Iraqi security forces and Iranian-trained militias have been fighting ISIS in Saddam Hussein's hometown of Tikrit for control of the city, and the militias seem to be winning the battle. However, this brings other issues to the forefront. The Iraqi government, led by Haider al-Abadi, is unwilling to accept military aid from Sunni tribes in the conflict with the Islamic State, and they turn to the aid of Ayatollah Khamenei to fight the militants. There is a feeling that Iraq is "what they could not do in the 1980s they have done now with American help, which is enslave Iraq." One Iraqi Sunni leader said that "the Persians have become a cancer to Iraq." As the conflict goes on, propaganda posters dedicated to Iranian generals and Ayatollah Khamenei are being put up around Baghdad as it enters more into Iran's sphere of influence. Sunnis feel that the separation between them and the Shiites has not changed much, and there is no mutual trust.

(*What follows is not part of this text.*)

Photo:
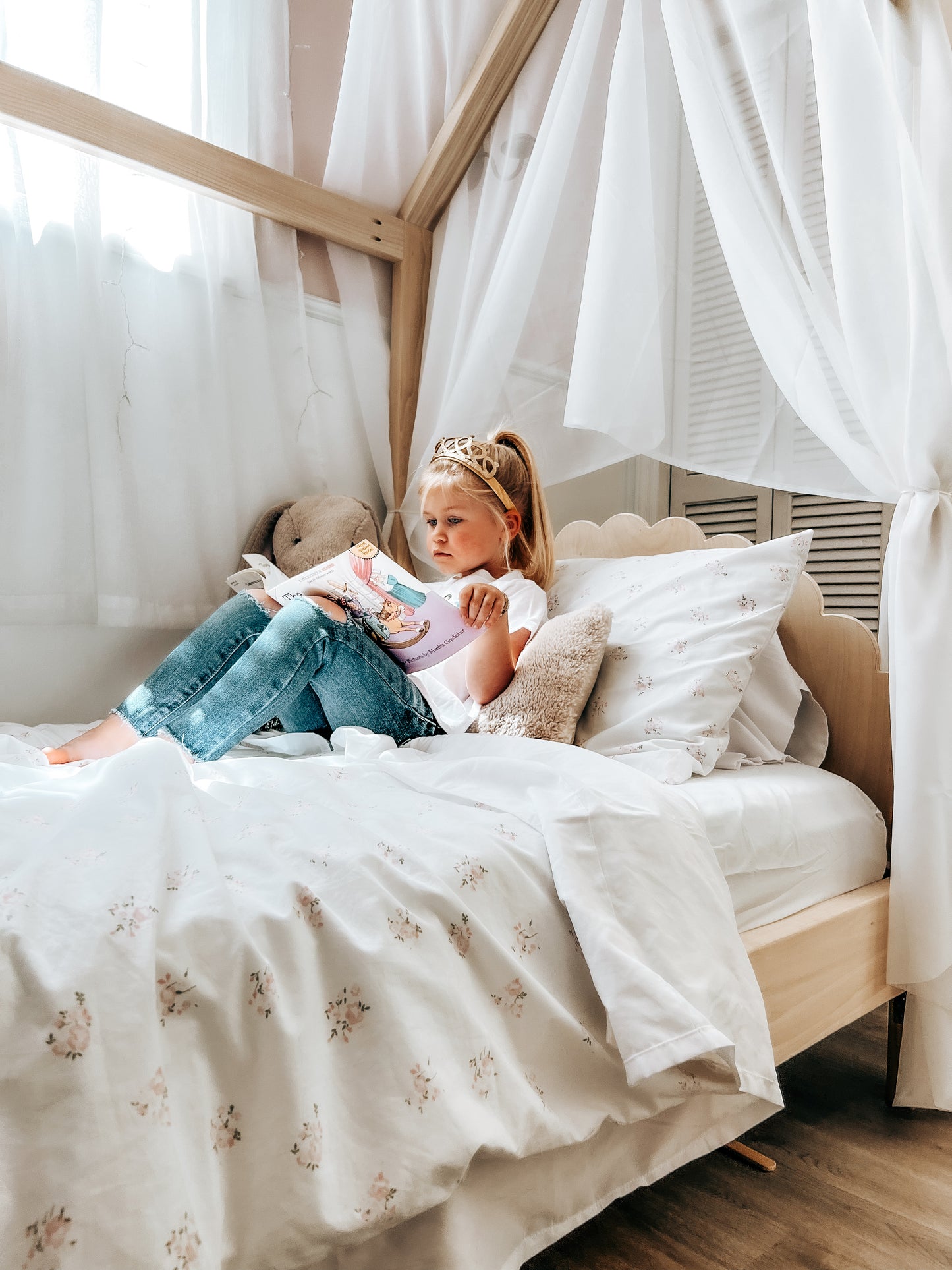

This article in the Sacramento Bee does have a small bias against the Iranian support of Iraq in the fight against the Islamic State. Interviews shown in the article all speak of the problem from the Sunni perspective, not showing any reasoning that Iranians or Shiite Iraqis give for teaming up against ISIS. Iran is depicted by the article as trying to take over Iraq influentially. However, the article does do a good job of depicting the stressful conflict still going on in Iraq with militants that have taken over whole cities.
Some questions that could be raised about the conflict are:
1.What is the reason for Iranian assistance in Tikrit?
2. Are the Sunnis actually fully barred from assisting in the conflict?
3. Does Iran seek influence in Iraq?